経済的理由で断念することなく、誰もが希望する勉強や研究に励める環境を整える必要がある。
東大が現在、授業料の引き上げを検討している。最近の物価、光熱費の高騰が背景にある。中教審の特別部会も大学など高等教育機関の教育費負担について年度内に答申する方針で、大学の授業料を巡る動きが活発になっている。
国立大の授業料は文部科学省令が定める「標準額」の年間53万5800円で、20年近く据え置かれたままだ。ただ各大学は標準額の20%増まで引き上げ可能で、東京工業大や一橋大、千葉大など一部の大学はすでに値上げしている。
国立大は、授業料を低く抑え、経済的に苦しい世帯の子どもなどが高等教育を受ける機会を保障してきた。地元に進学先のない地方の若者などは自宅から通学できない場合、住居費や生活費なども負担になる。物価高に加え、授業料も値上げとなれば、進学を諦める若者などが生じかねない。
東大は上限までの引き上げを検討している。判断結果は多くの大学に波及するとみられる。東大は他大学への影響なども考慮し、慎重に検討してもらいたい。
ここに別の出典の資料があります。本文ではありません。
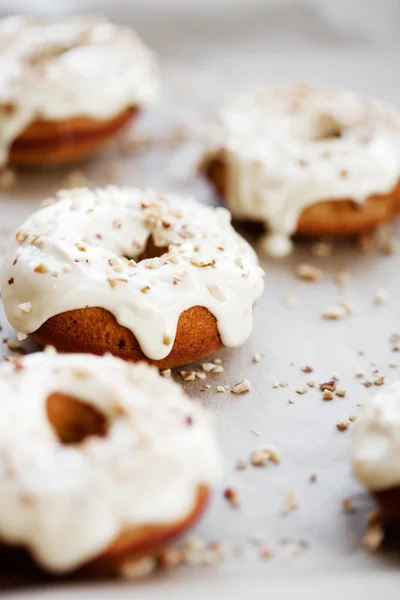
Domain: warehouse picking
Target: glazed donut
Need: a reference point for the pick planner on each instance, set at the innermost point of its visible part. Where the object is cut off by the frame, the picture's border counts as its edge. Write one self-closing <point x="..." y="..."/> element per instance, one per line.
<point x="101" y="460"/>
<point x="306" y="159"/>
<point x="376" y="450"/>
<point x="78" y="276"/>
<point x="66" y="87"/>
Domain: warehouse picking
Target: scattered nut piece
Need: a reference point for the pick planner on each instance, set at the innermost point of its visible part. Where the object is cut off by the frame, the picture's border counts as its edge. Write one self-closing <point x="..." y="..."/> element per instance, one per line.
<point x="241" y="387"/>
<point x="333" y="313"/>
<point x="343" y="425"/>
<point x="233" y="496"/>
<point x="308" y="272"/>
<point x="240" y="465"/>
<point x="348" y="506"/>
<point x="188" y="375"/>
<point x="373" y="538"/>
<point x="328" y="385"/>
<point x="290" y="503"/>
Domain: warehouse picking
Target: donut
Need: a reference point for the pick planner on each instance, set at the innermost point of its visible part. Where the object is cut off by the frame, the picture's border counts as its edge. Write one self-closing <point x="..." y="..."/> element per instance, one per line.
<point x="307" y="159"/>
<point x="68" y="86"/>
<point x="376" y="450"/>
<point x="135" y="273"/>
<point x="102" y="461"/>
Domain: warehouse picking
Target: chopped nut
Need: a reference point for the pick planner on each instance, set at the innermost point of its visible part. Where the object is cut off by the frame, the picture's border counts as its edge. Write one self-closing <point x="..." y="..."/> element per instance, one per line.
<point x="167" y="341"/>
<point x="7" y="178"/>
<point x="241" y="387"/>
<point x="308" y="272"/>
<point x="348" y="506"/>
<point x="343" y="425"/>
<point x="373" y="538"/>
<point x="25" y="307"/>
<point x="200" y="375"/>
<point x="240" y="465"/>
<point x="41" y="268"/>
<point x="188" y="375"/>
<point x="290" y="502"/>
<point x="208" y="367"/>
<point x="301" y="390"/>
<point x="233" y="496"/>
<point x="328" y="385"/>
<point x="381" y="296"/>
<point x="333" y="313"/>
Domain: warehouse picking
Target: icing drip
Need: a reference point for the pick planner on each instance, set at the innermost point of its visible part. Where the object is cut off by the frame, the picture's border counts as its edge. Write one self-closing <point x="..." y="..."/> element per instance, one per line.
<point x="291" y="146"/>
<point x="68" y="503"/>
<point x="81" y="251"/>
<point x="57" y="70"/>
<point x="376" y="440"/>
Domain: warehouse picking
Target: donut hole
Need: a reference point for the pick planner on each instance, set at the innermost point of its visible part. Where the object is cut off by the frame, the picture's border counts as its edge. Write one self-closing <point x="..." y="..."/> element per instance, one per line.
<point x="73" y="420"/>
<point x="326" y="127"/>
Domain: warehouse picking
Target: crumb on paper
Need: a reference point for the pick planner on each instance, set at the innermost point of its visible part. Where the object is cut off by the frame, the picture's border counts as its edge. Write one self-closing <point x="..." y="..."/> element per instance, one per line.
<point x="290" y="503"/>
<point x="343" y="425"/>
<point x="241" y="387"/>
<point x="233" y="496"/>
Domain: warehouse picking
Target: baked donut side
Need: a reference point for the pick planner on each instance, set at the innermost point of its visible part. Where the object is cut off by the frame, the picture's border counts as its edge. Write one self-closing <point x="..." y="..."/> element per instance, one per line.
<point x="329" y="217"/>
<point x="45" y="143"/>
<point x="306" y="159"/>
<point x="134" y="273"/>
<point x="130" y="461"/>
<point x="68" y="86"/>
<point x="376" y="450"/>
<point x="95" y="330"/>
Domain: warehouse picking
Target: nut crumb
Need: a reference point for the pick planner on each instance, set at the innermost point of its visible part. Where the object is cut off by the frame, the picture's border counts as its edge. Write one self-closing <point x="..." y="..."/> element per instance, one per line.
<point x="290" y="503"/>
<point x="233" y="496"/>
<point x="241" y="387"/>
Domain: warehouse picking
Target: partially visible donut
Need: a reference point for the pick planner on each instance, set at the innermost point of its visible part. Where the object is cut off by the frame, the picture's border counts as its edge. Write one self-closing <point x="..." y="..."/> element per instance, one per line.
<point x="102" y="461"/>
<point x="376" y="450"/>
<point x="306" y="159"/>
<point x="68" y="86"/>
<point x="83" y="275"/>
国立大法人の主要な収入源となる国からの運営費交付金は、2004年の法人化に伴う制度導入以来、国の財政難を背景に約1割減っている。さらに物価高などが経営を圧迫しており、国立大学協会は6月、国立大の財務状況は「もう限界」と訴える声明を出した。
大学は人材育成だけでなく、地域の研究拠点などとして産学連携の役割も担っている。国は各大学の財政状況を踏まえ、交付金を増額するなどの対応が急務だ。
授業料の引き上げの動きは私立も同様だ。文科省の調査によると、昨年度の私立大授業料は平均で95万9205円に上り、毎年のように増額を続けている。
国は国公私立を問わず、昨年度から低所得世帯や多子世帯を対象に、授業料などを減免する制度の拡充を行っている。しかし対象は一部に限られる。支援措置の対象拡大などを検討する必要がある。
文科省の推計では、昨年時点で63万人いた大学入学者は、40年には2割減少する。少子化に伴い、大学経営がさらに厳しくなるのは避けられない状況だ。
最近は企業との共同研究で収入を得る大学もある。しかし海外に比べ、日本は民間資金の投入、寄付が少ない。日本の大学の国際競争力の低下が懸念されて久しい。政府や大学だけでなく、産業界なども巻き込んで、大学運営の在り方について考える時期だ。